We should also carefully consider our efforts to change or "improve the roadsides". Roadsides naturally change, from season to season and from year to year. Yet, arbitrary and artificial changes to roadsides are usually more detrimental, violent, and disruptive than natural changes. Instead of improving roadsides, we disturb and destroy their intrinsic natural beauty.

While we can mimic nature when landscaping construction areas, we have yet to master the inner workings of nature. Nature is not only much too complex for us to reproduce, it is unique and irreplaceable. Unlike growing manicured turf grass, replicating natural areas is more costly than simply protecting them.

This is not to say that "nature knows best," but rather that it is extremely arrogant to say that highway engineers, managers or mower operators know best. For example, chemical mowing — once touted as being far less disruptive to the roadsides and more economical than the mowers it replaced — results in the virtually unrestrained spread of some noxious and problem weeds. Basing decisions on poor or incomplete science and ignoring clear evidence insults our common sense.

However, the most profound reasons to protect the beauty, stability and integrity of the roadside plant community are, quite simply, because we can and because it makes sense. In some cases, roadside weeds may do as good a job of preventing soil erosion or other tasks as natives, but we should prefer native plants because they are native. It's the right thing to do, irrespective of the practical or prudent thing to do. We should preserve, protect, and encourage the planting of native plants as a matter of biotic right — and because we love them for what they are in themselves.

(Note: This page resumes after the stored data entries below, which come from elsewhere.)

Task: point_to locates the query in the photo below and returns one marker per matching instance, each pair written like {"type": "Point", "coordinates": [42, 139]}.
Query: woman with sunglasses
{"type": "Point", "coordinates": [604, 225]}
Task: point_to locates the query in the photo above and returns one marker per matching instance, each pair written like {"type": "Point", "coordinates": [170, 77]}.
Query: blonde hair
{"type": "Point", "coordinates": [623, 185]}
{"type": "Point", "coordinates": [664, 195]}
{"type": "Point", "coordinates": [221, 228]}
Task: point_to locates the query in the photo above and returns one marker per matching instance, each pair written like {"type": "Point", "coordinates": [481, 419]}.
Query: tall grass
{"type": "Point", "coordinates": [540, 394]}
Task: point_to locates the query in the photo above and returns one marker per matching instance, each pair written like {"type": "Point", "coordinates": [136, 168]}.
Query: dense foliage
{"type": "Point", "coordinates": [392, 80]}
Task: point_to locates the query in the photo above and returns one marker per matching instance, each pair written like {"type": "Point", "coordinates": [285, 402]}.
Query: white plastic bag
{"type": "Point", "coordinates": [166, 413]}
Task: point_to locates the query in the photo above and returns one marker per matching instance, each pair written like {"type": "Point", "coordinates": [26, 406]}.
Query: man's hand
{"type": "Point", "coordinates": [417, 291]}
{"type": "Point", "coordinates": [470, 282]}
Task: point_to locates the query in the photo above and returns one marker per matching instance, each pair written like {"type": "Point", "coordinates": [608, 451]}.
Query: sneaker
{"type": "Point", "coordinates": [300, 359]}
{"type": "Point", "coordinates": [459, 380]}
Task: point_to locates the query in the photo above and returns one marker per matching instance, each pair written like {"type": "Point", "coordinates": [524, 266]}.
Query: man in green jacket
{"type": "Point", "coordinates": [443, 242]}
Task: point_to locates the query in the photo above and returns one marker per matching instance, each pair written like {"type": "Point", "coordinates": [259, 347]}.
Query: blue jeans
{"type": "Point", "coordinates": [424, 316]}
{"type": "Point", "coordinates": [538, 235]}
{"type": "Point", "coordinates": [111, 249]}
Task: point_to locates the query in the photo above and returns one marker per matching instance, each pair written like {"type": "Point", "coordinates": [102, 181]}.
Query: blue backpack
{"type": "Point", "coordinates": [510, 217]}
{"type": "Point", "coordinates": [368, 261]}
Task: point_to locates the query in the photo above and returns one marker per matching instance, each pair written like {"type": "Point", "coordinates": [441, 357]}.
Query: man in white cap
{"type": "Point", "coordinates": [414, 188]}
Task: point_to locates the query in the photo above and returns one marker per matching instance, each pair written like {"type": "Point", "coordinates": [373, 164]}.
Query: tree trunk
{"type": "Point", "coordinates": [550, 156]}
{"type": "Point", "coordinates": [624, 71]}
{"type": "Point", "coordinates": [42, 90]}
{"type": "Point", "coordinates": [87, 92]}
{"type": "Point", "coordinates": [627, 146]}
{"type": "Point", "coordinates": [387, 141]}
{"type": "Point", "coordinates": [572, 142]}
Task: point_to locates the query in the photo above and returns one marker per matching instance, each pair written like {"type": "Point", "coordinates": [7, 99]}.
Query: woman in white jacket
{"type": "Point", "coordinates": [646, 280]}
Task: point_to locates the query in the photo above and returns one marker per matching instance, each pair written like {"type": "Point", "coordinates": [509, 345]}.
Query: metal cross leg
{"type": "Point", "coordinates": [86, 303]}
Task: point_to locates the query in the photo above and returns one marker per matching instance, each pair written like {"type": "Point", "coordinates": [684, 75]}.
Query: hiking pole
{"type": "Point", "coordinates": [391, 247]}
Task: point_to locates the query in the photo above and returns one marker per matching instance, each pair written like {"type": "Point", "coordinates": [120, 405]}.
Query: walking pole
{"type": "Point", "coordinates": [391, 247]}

Yet, as Leopold also reminded us, "A land ethic of course cannot prevent the alteration, management and use of these 'resources', but it does affirm their right to continued existence, and, at least in spots, their continued existence in a natural state." This means that we must realize that turning our roadsides into highly eroded, barren or weed-infested waste lands, or dump sites for leftover construction materials not only makes very little sense, but also is simply wrong.

Since Leopold, our understanding of roadside management has developed immeasurably, both as a science and as an art. Recognizing our roadsides as valuable treasures and incorporating Leopold's land ethic in our roadside management decisions goes a long way towards following a roadside land ethic that makes sense. Protecting the utility, beauty, and intrinsic value of our roadside biota remains our responsibility. It's the only management decision that makes sense.